In between doses of Chamoiseau, I’ve been reading New Sudden Fiction, a delightful (and I’m not using that word lightly) collection of short-short stories, as well as The Vintage Book of Indian Writing, 1947-1997, which I think I mentioned earlier. Both are awesome.

I wish there was more than just a week left before school starts up again. One more semester, though, and then in May I’ll be free. Forever.

Milk

Another book I would love to own: Anne Mendelson’s Milk: The Surprising Story of Milk Through the Ages. Apparently it combines a history of milk with an interesting recipe collection (including one for apple-onion cream soup, which is available on the book’s website). And it’s illustrated. Guess I’ll add it to the books-I-want-to-buy list.

Where the Wild Things Are

I just – via Speak Quietly – found out that Maurice Sendak’s Where the Wild Things Are is being made into a movie, due to come out in 2009. That’s really cool. It was one of my favorite books when I was little, and I still have a copy of it.
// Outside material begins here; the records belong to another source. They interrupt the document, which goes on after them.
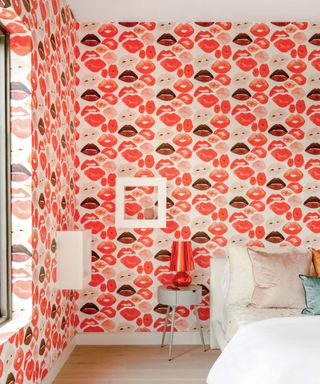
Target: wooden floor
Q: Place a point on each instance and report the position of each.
(137, 365)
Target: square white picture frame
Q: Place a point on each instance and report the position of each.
(160, 183)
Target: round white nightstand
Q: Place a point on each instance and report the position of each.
(174, 296)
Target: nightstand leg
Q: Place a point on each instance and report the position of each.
(165, 326)
(200, 327)
(172, 330)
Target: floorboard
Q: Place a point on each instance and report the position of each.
(137, 365)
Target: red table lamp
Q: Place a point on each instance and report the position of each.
(181, 262)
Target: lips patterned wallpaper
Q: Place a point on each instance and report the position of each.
(230, 115)
(44, 159)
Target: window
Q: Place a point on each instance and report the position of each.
(5, 211)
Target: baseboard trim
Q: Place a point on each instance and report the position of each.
(137, 338)
(58, 364)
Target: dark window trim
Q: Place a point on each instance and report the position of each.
(5, 182)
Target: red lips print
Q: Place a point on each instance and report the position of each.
(174, 97)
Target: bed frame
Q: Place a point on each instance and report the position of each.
(217, 336)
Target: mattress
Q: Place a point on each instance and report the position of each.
(236, 315)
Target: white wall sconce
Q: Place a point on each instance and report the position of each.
(73, 257)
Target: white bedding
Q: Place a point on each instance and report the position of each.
(238, 314)
(275, 351)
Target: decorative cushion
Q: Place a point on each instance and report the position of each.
(311, 286)
(316, 261)
(276, 278)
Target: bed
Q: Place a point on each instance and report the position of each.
(225, 320)
(265, 346)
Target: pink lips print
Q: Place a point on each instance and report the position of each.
(171, 97)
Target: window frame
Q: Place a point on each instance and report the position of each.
(5, 175)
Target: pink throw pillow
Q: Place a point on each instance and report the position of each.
(276, 277)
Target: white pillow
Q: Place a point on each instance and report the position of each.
(241, 283)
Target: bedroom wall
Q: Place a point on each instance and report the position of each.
(43, 151)
(229, 114)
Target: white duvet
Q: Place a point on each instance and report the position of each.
(274, 351)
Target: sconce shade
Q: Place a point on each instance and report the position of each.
(181, 257)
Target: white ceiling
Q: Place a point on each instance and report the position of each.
(195, 10)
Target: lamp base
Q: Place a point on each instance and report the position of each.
(182, 279)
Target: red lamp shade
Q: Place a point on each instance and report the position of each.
(181, 262)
All sorts of memories are associated with this book in my head. I did my undergrad in Seattle, and frequently walked along the canal from the back side of Queen Anne into Fremont. At the foot of the Fremont bridge (which is itself very pleasant to look at and deserves to have its picture posted), someone had drawn Max, the boy from Sendak’s book, in his little boat:

While checking info about the upcoming movie at IMDb, I discovered an animated version had been made in 1973. So I searched the university library catalog – they DO have a copy, but unfortunately it’s on VHS, which is completely useless to me. I need a magic wand that zaps VHSs and turns them into DVDs. Or, even better, straight to AVI files. Must look into that.

But the story continues! Searching the catalog, I see – and my mouth drops open at this point – an OPERA listed! Apparently in the early 80s, British composer Oliver Knussen MADE WHERE THE WILD THINGS ARE INTO AN OPERA. I have got to get my hands on that. I mean, how many children’s books have been made into operas?